The Sami parliaments showcase the resilience and cultural richness of the Sami people, demonstrating how Indigenous governance can thrive in the modern era. However, despite their endeavours in education, cultural, and environmental protection, debates over land use and the forced assimilation of the Sami still stand.
The contemporary struggle for resources and pressure of global economic demands has driven profit-driven industries to clear and log forests located in the Sami land for timber. This exploitation threatens one of Europe’s most indigenous communities, eroding their identity, land, and culture through endangering species such as lichen, a vital source of food for reindeer.
Sami leaders say that their right to self determination and identity is being seized by a lack of progress on land rights. This diverts their attention from other serious environmental issues that also threaten their way of life and their very existence. The pressure of the green energy transition and the attractiveness of the open northern tundra increases pressure on the Sami community. Finding a balance between economic development and the preservation of indigenous heritage is crucial in resolving the conflicts faced by the Sami people.
First nations identify quest
The conflicts between First Nations in Canada and those facing Palestinians share similarities. In both cases, historical claims underpin the conflicts, with indigenous peoples asserting their connections to their ancestral lands through cultural practices and religious traditions. These claims have been critical in justifying their presence and shaping international recognition. However, dismissals of these assertions have fuelled tensions and ongoing disputes.
These challenges in political representation impact nation-building and conflict resolution. This is exemplified by Canada’s treatment of its indigenous populations, characterised as “cultural genocide” by the Truth and Reconciliation Commission of Canada in 2015. In 1920, Duncan Campbell Scott, the Canadian Deputy Superintendent General of Indian Affairs, stated the government’s policy: “Our objective is to continue until there is no Indian question, and no Indian Department.” They thus expected that this minority group would eventually disappear.This restricted the autonomy of First Nations communities, limiting their authority over indigenous territories, and essential services like education and healthcare. Here too, then, the resulting inequitable socio-political landscape exacerbates conflicts and hinders an inclusive nation.
Historic peace efforts, such as the 1899 Treaty 8, are significant as they illustrated attempts at lasting resolutions with the colonial government who promised to protect their rights to hunt, fish and trap. The 1973 Calder case played a crucial role in recognising indigenous claims and emphasised the first recognition of First Nations’ historical claims to the land. However, implementation challenges persist due to historical injustices and territorial disputes.
Similar to many other treaties in Canada, these have been a subject of ongoing debate and legal interpretation concerning the rights and responsibilities of both Indigenous peoples and the Canadian government.
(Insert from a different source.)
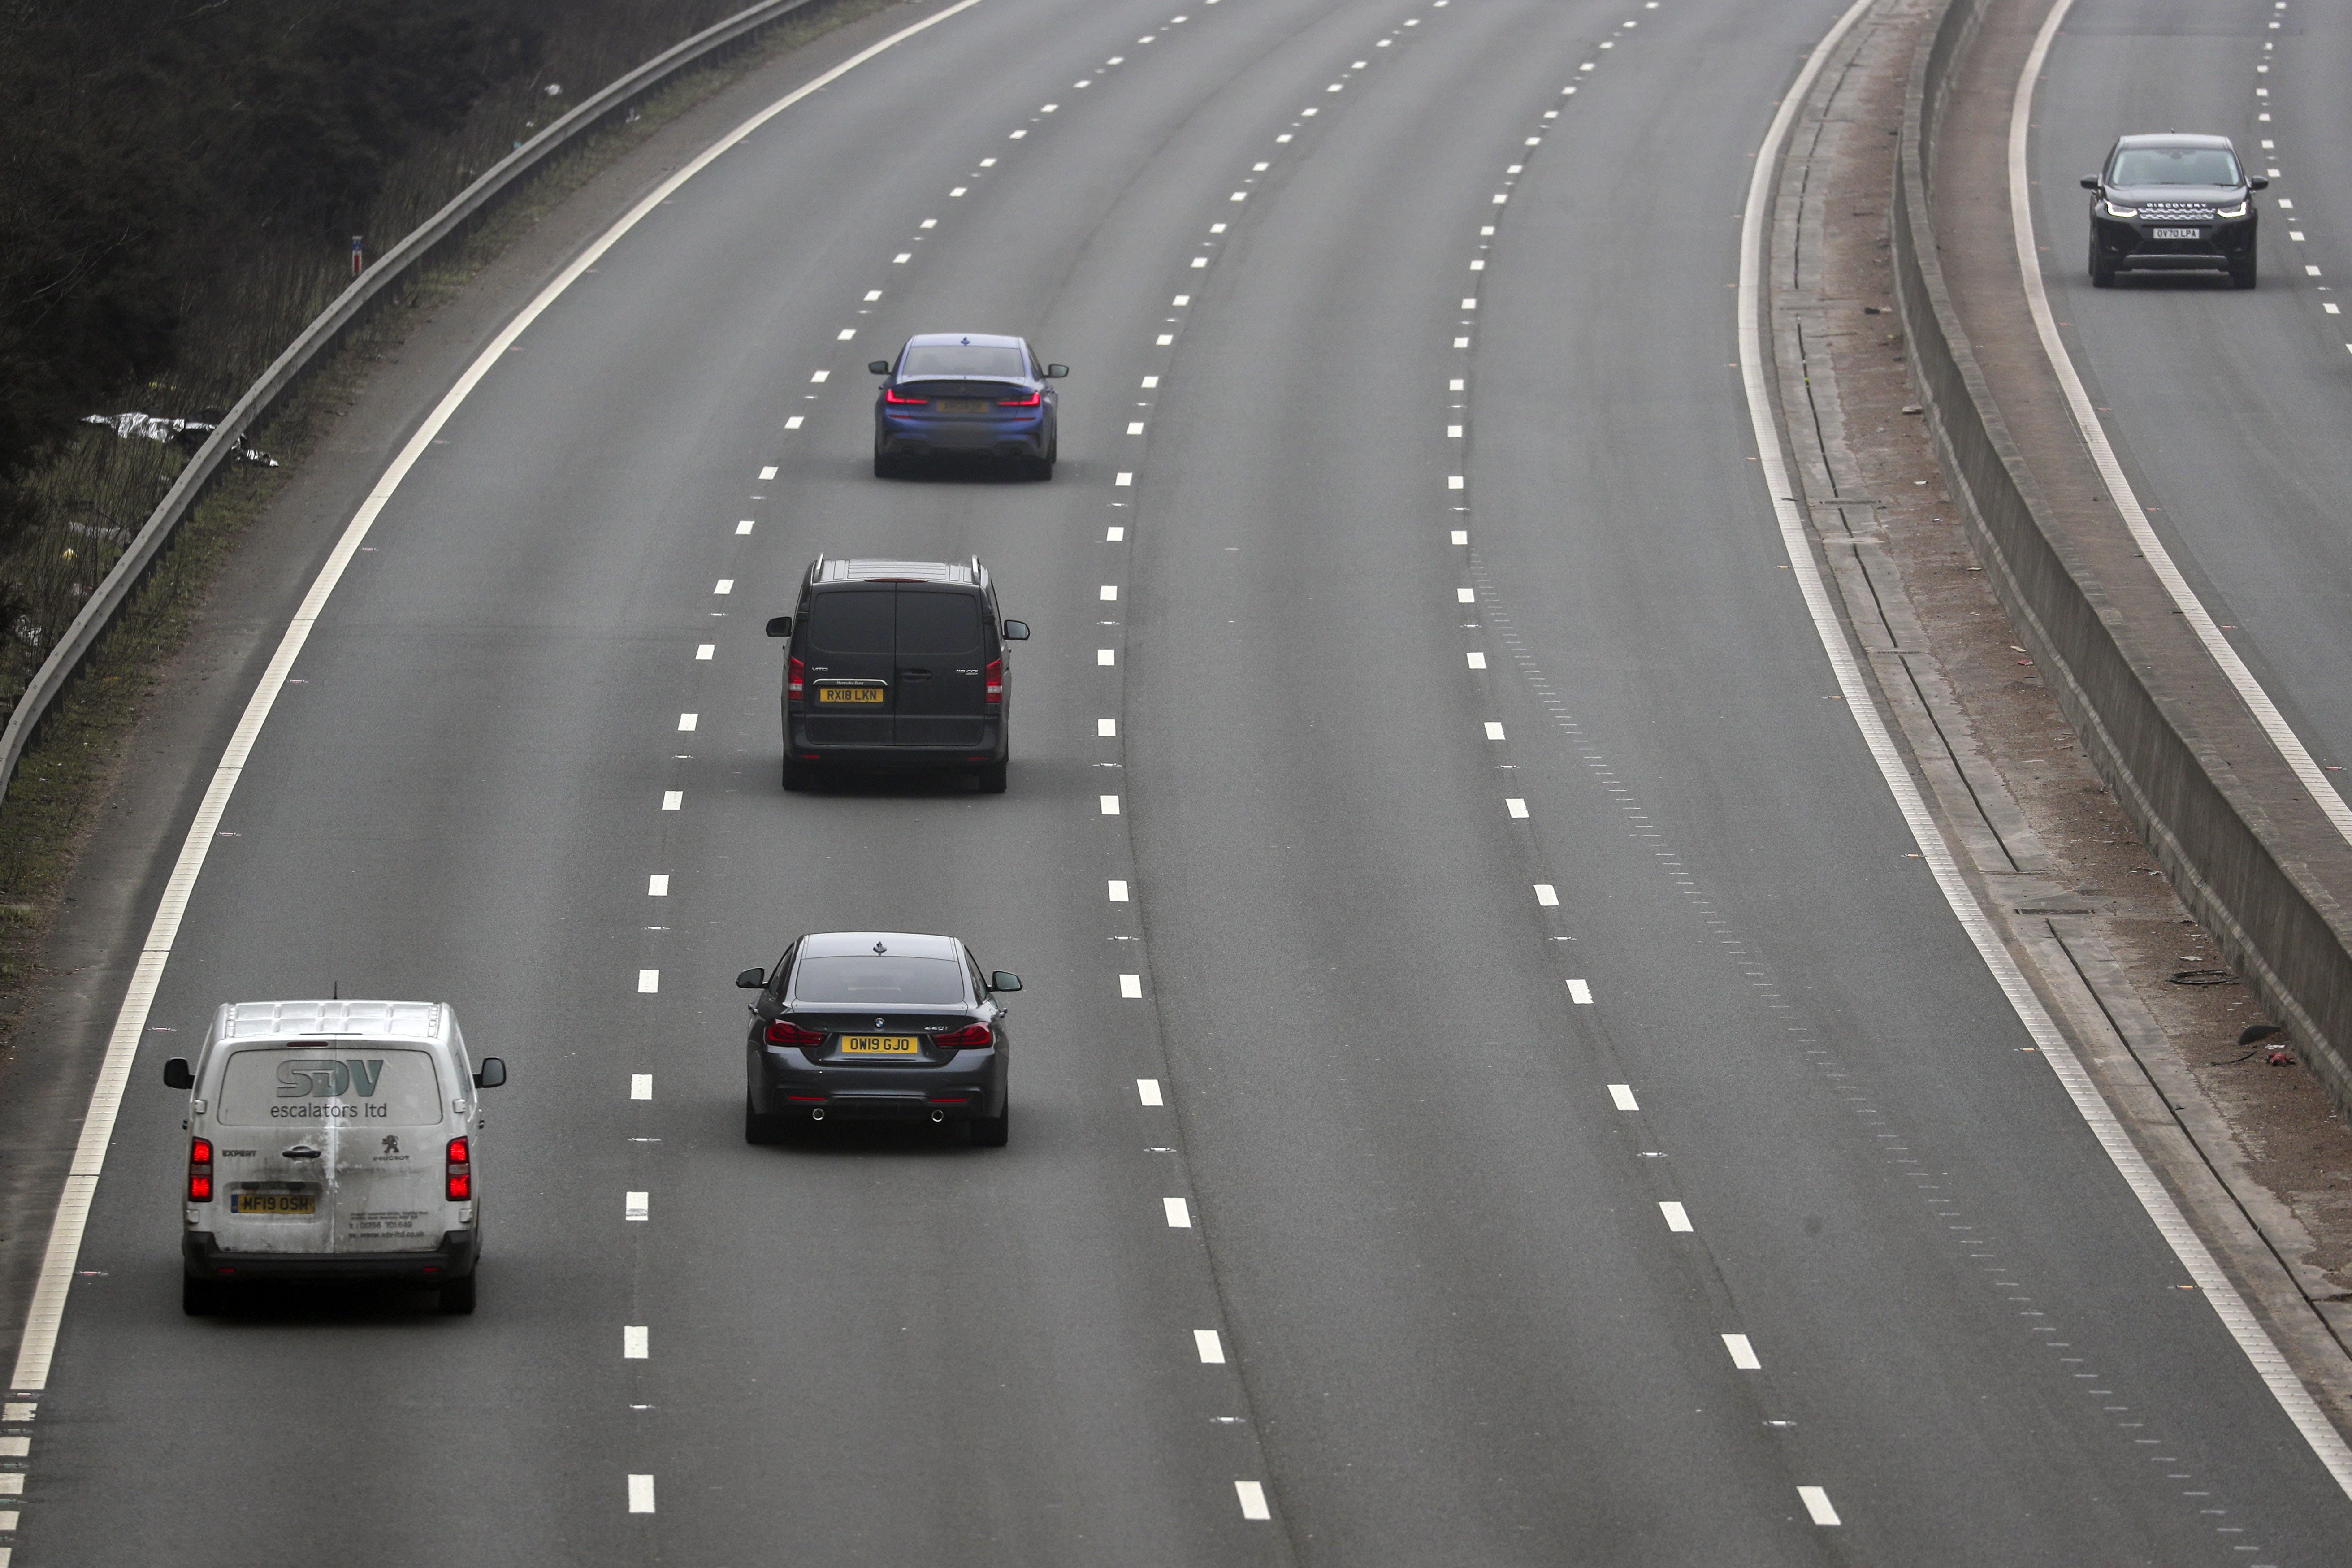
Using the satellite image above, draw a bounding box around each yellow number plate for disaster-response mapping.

Today, systemic discrimination persists and there is a lack of support for First Nations in adapting to the growing concern of food scarcity related to the impacts of climate change.
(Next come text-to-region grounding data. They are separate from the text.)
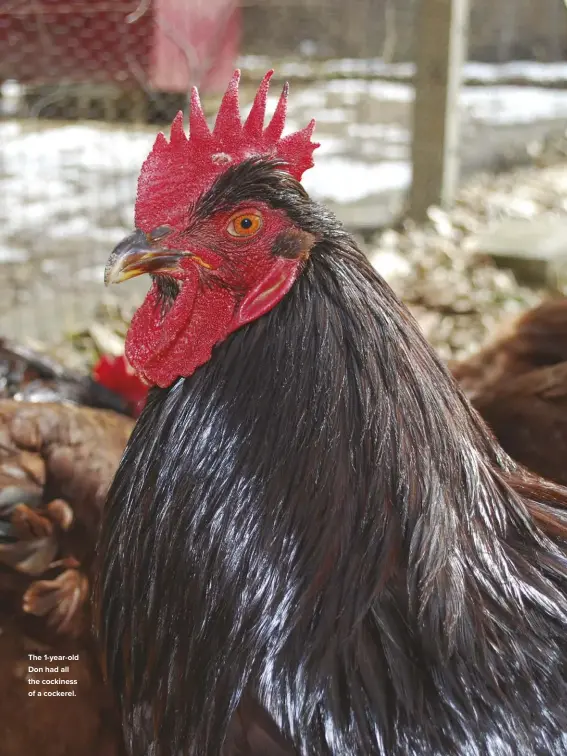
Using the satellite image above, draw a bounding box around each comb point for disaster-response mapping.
[213,69,242,137]
[154,131,168,149]
[264,82,289,142]
[244,69,274,137]
[189,87,211,140]
[169,111,187,145]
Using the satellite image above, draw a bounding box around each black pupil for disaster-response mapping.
[240,217,253,229]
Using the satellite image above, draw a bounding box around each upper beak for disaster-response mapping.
[104,229,186,286]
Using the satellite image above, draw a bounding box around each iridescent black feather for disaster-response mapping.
[95,160,567,756]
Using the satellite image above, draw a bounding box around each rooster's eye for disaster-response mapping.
[227,211,263,238]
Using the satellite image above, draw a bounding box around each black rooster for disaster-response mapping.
[96,71,567,756]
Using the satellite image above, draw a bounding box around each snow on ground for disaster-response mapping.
[302,159,411,203]
[1,123,153,249]
[461,87,567,125]
[464,61,567,83]
[2,65,567,341]
[239,56,567,84]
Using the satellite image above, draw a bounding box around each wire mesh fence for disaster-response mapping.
[1,0,567,345]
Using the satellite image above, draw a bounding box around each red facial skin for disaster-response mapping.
[125,203,306,389]
[109,69,319,389]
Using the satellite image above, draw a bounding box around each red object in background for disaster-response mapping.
[93,354,149,417]
[0,0,240,94]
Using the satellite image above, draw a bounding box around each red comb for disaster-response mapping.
[135,70,319,233]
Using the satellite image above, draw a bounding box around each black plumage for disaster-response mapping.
[96,160,567,756]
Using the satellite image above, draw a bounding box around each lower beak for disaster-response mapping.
[104,230,185,286]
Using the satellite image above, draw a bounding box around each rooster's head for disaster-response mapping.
[105,71,320,388]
In conclusion, the histories and ongoing struggles of indigenous and minority groups in nation-building processes across various regions, from the Palestinians and Māori to the Sami and First Nations, highlight the critical importance of recognising and integrating their distinct rights and cultural identities. These examples underline why nation-building that is inclusive of minorities is not just an idealistic pursuit but a necessity for creating peaceful, stable, and equitable societies. As these groups strive for recognition and representation, their struggles serve as a reminder of the need for a more inclusive approach to nation-building that respects diversity and fosters genuine harmony.